The problem was that I wanted, thought KRL needed, more than just looping. I wanted full-blown FLWOR statements (foreach, let, where, order by, result). I realized one day on a bike ride that the entire rule ought to be a FLWOR statement and that meant that the
foreach needed to happen before the rule body executed.
The rule prelude already functions in the capacity of a "let," the rule premise (condition on the action) already functions in the capacity of a "where," and the rule action itself is the "result." Yeah, I left out "order." More on that later.
KRL now allows one or more
foreach clauses to be added to the
select statement like so:
select using "/archives/" setting () foreach [1, 2, 3] setting (x)
The value of
x will be bound to the values 1, 2, and 3 on successive executions of the rule body. KNS optimizes the rule so that declarations in the prelude aren't executed inside the loop unless they depend on the value of the variable (directly or indirectly).

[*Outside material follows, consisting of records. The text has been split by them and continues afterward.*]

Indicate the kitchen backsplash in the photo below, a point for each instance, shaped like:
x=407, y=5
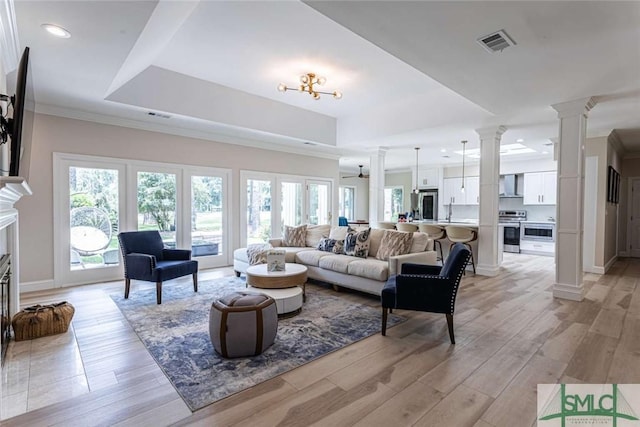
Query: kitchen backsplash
x=534, y=212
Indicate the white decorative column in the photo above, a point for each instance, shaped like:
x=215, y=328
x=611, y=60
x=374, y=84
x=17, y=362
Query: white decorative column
x=489, y=251
x=376, y=185
x=569, y=209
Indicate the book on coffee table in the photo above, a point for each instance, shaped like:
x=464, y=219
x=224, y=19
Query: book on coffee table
x=275, y=260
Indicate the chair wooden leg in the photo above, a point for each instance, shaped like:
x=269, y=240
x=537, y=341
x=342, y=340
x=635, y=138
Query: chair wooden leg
x=438, y=243
x=473, y=262
x=159, y=292
x=450, y=325
x=384, y=320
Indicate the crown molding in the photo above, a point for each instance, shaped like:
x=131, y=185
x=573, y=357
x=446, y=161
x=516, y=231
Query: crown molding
x=616, y=142
x=307, y=150
x=9, y=44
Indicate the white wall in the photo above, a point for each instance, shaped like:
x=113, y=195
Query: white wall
x=404, y=180
x=362, y=196
x=55, y=134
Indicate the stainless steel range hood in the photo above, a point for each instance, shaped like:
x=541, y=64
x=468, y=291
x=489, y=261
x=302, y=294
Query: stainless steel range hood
x=510, y=186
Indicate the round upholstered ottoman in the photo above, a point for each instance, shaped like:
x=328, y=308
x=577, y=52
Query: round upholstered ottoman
x=243, y=324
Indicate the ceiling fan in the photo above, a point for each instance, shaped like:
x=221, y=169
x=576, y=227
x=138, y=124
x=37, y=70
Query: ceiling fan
x=360, y=175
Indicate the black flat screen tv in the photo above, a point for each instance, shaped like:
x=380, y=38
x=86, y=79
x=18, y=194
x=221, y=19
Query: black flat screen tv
x=21, y=124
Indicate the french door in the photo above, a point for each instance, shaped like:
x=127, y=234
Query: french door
x=273, y=201
x=96, y=198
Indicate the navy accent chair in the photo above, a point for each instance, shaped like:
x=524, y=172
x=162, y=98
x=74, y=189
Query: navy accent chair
x=145, y=258
x=429, y=288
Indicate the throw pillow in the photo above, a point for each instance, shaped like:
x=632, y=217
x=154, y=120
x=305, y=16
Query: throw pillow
x=339, y=233
x=394, y=243
x=420, y=241
x=357, y=243
x=257, y=253
x=326, y=244
x=294, y=236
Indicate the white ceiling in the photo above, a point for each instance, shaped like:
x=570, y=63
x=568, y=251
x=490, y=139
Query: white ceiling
x=412, y=73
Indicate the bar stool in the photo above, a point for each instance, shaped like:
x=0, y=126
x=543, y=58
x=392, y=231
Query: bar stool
x=436, y=233
x=404, y=226
x=386, y=225
x=462, y=235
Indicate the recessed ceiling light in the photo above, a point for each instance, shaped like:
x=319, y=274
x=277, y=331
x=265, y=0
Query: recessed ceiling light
x=56, y=30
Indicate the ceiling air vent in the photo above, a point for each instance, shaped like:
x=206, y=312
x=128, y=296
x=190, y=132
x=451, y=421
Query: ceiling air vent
x=496, y=42
x=162, y=116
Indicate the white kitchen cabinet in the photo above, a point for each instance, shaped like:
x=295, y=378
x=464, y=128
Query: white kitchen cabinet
x=452, y=191
x=428, y=178
x=540, y=188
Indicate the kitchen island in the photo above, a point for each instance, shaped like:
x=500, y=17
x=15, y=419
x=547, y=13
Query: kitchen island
x=473, y=225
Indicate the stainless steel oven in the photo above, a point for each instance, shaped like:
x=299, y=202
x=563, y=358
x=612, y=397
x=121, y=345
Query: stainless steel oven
x=510, y=220
x=538, y=231
x=429, y=204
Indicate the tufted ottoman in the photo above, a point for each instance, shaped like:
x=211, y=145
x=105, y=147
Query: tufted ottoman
x=243, y=324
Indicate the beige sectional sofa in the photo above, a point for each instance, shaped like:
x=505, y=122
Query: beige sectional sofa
x=363, y=274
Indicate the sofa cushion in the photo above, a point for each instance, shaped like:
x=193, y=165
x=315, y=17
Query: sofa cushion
x=310, y=257
x=374, y=240
x=419, y=243
x=257, y=253
x=338, y=263
x=294, y=236
x=394, y=243
x=369, y=268
x=357, y=243
x=315, y=233
x=290, y=254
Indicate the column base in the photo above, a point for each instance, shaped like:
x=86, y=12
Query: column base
x=570, y=292
x=487, y=270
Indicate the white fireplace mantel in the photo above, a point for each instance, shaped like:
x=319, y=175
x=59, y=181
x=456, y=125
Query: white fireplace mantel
x=12, y=188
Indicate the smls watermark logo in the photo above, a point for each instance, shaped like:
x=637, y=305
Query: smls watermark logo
x=599, y=405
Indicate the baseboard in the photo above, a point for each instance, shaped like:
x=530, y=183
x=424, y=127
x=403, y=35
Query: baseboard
x=570, y=292
x=488, y=270
x=608, y=265
x=40, y=285
x=594, y=269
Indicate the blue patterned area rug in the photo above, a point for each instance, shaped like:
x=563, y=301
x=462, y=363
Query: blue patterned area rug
x=176, y=334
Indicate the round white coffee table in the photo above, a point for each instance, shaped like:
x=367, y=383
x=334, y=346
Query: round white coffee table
x=282, y=286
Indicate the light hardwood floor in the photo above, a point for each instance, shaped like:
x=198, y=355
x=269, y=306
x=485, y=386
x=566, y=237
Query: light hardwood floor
x=511, y=335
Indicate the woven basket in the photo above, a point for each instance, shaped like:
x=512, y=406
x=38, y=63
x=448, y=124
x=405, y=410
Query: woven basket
x=42, y=320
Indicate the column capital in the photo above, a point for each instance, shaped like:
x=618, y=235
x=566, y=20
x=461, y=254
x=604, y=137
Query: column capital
x=491, y=132
x=574, y=108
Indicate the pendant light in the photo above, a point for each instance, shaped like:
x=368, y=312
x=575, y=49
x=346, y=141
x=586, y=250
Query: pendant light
x=416, y=189
x=464, y=145
x=414, y=194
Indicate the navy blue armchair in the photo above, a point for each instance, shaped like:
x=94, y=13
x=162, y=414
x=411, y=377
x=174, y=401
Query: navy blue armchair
x=145, y=258
x=426, y=287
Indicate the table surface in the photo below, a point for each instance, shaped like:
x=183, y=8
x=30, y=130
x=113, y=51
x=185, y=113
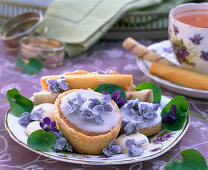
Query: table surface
x=104, y=55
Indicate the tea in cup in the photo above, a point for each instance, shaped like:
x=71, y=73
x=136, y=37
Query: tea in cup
x=188, y=33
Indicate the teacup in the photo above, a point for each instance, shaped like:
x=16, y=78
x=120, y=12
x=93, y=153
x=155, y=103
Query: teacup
x=188, y=33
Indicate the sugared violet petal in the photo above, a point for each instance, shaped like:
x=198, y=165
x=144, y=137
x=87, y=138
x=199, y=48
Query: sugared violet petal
x=112, y=149
x=25, y=118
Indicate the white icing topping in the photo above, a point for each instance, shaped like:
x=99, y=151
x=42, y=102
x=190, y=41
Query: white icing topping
x=110, y=118
x=126, y=116
x=121, y=140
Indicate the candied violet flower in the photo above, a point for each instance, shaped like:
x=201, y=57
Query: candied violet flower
x=48, y=126
x=93, y=116
x=37, y=114
x=196, y=39
x=134, y=148
x=131, y=127
x=171, y=117
x=204, y=55
x=61, y=142
x=112, y=149
x=76, y=103
x=25, y=118
x=133, y=107
x=55, y=85
x=105, y=72
x=116, y=96
x=103, y=102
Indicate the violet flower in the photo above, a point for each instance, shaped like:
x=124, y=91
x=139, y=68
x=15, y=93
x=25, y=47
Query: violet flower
x=171, y=117
x=116, y=96
x=48, y=125
x=196, y=39
x=55, y=85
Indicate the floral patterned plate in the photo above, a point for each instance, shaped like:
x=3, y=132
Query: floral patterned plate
x=159, y=144
x=164, y=49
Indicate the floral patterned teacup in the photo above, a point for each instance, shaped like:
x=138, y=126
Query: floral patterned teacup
x=189, y=43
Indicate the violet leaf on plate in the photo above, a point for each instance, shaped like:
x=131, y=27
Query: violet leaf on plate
x=155, y=89
x=18, y=103
x=41, y=140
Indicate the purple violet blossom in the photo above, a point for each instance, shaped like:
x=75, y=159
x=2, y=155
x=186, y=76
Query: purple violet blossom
x=134, y=148
x=204, y=55
x=48, y=125
x=180, y=52
x=25, y=118
x=175, y=29
x=148, y=111
x=171, y=117
x=133, y=107
x=196, y=39
x=131, y=128
x=112, y=149
x=167, y=49
x=116, y=97
x=37, y=114
x=160, y=139
x=156, y=149
x=55, y=85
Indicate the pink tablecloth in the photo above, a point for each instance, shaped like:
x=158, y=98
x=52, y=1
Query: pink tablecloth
x=103, y=56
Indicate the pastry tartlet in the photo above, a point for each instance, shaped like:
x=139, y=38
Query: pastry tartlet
x=86, y=136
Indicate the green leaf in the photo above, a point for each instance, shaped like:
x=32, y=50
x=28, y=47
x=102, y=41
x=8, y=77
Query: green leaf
x=192, y=160
x=110, y=88
x=155, y=89
x=41, y=140
x=182, y=109
x=18, y=103
x=32, y=67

Of course, the array is an expression, so it doesn't have to be an array literal. You could do this:
select using "/archives/" setting () foreach f.pick("$..store") setting (x)
This works fine as long as
f has been declared outside the rule in the
global and the
pick returns an array.
The entire rule body--everything after the
select is executed once for every loop. If the premise is true, an action is produced, so a rule with a
foreach over a three element array would produce three actions if the premise were true each time.
We can't order the array yet. Adding a
sort operator on arrays would do the trick but to do that I need someway to specify the comparison function and KRL doesn't have functions or closures...yet.
Looping has been a long time coming, but I'm excited to see what people do with it. Surprise me!